To investigate how Miscanthus is so productive, Dohleman and others take measurements of photosynthesis throughout the day. He measures the intensity of the sun and then places a leaf in a chamber, allowing him to measure the rate of photosynthesis depending upon ambient sunlight. Preliminary results show that Miscanthus has a 27 percent greater rate of photosynthesis at midday compared with switchgrass.

Nine different fields across the state are being used to help estimate Miscanthus productivity, Heaton said. Plots in Champaign and Christian counties each have more than 2 acres of Miscanthus, and DeKalb, Pike, Pope, Wayne, Fayette and Mason counties have smaller plots. Plots in Champaign County have shown the greatest yearly yields, according to Long’s 2004 progress report to the Illinois Council on Food and Agricultural Research, which funded the experiments.

“It is my hope that Illinois will take the lead in renewable energy and that the state will benefit from that lead,” Long said.

Other varieties of Miscanthus have been grown successfully in Indiana, Michigan and Ohio.
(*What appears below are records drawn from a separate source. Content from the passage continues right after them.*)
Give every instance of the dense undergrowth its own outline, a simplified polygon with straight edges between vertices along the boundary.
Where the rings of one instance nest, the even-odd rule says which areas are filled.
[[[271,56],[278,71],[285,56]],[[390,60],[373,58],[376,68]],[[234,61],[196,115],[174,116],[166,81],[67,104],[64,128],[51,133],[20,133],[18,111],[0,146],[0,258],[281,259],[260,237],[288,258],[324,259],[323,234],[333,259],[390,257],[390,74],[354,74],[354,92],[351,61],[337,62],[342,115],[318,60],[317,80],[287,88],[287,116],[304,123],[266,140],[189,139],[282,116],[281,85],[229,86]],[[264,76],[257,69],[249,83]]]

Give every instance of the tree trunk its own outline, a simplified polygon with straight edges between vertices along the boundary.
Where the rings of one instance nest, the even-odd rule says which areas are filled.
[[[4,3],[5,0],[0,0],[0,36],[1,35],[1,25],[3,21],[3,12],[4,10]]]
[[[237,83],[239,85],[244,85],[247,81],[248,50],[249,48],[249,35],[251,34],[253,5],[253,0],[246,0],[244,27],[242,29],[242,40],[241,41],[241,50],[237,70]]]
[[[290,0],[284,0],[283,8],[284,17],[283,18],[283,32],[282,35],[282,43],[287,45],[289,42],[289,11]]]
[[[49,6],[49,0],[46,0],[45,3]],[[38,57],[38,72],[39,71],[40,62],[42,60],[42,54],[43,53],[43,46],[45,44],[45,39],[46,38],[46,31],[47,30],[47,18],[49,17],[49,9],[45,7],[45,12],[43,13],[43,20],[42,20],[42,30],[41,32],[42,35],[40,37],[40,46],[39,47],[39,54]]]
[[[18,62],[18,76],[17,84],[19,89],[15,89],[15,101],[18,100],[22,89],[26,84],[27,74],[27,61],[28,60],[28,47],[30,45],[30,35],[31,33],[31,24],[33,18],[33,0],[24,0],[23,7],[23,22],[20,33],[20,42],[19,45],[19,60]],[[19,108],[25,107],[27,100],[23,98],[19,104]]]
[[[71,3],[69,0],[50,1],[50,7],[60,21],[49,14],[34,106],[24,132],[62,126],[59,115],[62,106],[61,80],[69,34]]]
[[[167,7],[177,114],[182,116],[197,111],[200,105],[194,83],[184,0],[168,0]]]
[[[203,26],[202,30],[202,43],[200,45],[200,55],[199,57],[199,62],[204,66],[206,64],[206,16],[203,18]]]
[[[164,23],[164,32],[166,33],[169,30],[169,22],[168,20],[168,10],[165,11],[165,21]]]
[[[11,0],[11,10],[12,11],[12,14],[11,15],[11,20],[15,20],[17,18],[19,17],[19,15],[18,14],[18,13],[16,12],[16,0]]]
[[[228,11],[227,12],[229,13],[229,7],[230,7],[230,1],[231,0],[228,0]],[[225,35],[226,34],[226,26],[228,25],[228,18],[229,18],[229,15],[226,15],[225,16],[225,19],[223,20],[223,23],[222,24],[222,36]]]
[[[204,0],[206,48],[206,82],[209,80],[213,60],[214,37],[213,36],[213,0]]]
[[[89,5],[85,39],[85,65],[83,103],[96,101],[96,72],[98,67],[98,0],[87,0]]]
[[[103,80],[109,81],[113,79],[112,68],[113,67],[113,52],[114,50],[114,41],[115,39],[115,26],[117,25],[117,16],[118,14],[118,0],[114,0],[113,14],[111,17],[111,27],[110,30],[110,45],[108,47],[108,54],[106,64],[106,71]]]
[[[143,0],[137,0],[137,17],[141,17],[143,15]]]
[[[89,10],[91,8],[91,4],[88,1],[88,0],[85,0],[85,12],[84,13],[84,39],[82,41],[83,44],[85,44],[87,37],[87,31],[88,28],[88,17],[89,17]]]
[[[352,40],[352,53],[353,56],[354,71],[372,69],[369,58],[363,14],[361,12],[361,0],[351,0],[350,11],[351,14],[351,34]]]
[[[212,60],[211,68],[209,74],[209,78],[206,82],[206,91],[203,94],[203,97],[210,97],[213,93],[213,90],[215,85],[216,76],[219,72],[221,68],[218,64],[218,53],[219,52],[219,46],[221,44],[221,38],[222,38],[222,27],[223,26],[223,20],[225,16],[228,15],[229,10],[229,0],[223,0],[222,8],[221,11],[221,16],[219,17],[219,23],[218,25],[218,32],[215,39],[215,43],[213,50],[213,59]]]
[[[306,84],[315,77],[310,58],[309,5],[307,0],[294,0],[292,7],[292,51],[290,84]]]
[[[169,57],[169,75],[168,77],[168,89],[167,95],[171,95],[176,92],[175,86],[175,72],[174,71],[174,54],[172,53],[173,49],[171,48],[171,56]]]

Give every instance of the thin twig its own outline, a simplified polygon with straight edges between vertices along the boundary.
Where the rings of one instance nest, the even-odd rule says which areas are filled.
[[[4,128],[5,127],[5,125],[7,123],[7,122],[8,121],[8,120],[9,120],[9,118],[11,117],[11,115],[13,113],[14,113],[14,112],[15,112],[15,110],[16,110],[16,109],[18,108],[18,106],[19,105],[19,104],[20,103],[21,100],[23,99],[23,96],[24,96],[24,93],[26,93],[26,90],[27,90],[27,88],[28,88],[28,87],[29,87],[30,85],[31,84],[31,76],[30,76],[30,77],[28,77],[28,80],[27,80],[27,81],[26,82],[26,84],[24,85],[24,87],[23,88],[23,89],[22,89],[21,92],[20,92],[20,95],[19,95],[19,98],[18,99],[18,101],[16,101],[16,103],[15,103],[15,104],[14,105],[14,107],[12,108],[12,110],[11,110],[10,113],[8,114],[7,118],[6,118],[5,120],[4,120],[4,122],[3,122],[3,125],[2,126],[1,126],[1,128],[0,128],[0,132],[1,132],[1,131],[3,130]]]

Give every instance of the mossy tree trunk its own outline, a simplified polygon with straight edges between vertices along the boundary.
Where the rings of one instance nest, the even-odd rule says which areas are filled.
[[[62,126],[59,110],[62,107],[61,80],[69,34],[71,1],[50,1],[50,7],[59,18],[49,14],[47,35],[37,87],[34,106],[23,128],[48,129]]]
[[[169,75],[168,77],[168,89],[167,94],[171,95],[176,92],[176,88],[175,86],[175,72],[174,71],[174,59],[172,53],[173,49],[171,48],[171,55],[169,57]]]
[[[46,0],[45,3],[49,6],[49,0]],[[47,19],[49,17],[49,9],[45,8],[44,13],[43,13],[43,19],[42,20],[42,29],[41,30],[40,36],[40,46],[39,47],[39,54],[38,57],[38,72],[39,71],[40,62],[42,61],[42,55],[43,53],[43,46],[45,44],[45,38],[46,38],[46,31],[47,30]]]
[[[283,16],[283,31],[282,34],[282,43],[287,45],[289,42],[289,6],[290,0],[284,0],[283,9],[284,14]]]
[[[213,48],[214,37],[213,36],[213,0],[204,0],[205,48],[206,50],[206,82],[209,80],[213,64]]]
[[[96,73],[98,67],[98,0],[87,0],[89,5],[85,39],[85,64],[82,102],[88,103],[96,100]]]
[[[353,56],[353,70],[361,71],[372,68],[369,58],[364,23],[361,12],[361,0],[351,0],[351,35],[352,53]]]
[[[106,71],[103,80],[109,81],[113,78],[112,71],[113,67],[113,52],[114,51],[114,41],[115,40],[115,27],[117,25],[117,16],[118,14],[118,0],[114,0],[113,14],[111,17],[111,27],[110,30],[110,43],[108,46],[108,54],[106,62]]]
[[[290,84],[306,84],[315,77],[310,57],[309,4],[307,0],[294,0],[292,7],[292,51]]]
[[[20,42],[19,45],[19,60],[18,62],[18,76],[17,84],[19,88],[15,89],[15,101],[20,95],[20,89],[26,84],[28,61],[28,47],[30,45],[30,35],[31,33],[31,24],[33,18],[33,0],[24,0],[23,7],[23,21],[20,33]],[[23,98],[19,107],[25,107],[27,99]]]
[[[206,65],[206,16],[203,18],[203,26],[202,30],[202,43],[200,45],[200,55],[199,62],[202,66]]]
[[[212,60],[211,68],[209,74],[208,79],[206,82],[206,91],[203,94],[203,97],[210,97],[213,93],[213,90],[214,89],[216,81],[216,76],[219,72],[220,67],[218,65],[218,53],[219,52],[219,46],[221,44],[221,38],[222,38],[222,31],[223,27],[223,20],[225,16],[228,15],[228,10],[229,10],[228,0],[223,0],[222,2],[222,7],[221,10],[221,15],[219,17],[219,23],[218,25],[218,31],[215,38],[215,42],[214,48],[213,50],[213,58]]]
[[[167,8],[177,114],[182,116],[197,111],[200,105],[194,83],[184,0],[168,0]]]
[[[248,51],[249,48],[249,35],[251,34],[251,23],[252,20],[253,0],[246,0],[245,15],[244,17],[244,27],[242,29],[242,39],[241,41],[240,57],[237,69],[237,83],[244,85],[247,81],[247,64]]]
However, the giant Miscanthus being grown by the Illinois researchers has the greatest potential as a fuel source because of its high yields and because it is sterile and cannot become a weed, Heaton said. “Miscanthus sacchariflorus and some of the other fertile Miscanthus species can be quite invasive,” she said.

At a research station near Hornum, Denmark, giant Miscanthus has been grown for 22 years in Europe’s longest-running experimental field. The crop has never been invasive and rhizome spread has been no more than 1.5 meters (4.92 feet), said Uffe Jorgensen, senior scientist for the Danish Institute of Agricultural Sciences.

The next step, Long said, is to demonstrate how Miscanthus goes from a plant to a power source. Existing U.S. power plants could be modified to use Miscanthus for fuel as in Europe, he said.

Long collaborates with researchers at the Institute of Genomic Biology to study whether Miscanthus could be converted to alcohol, which could be used as fuel.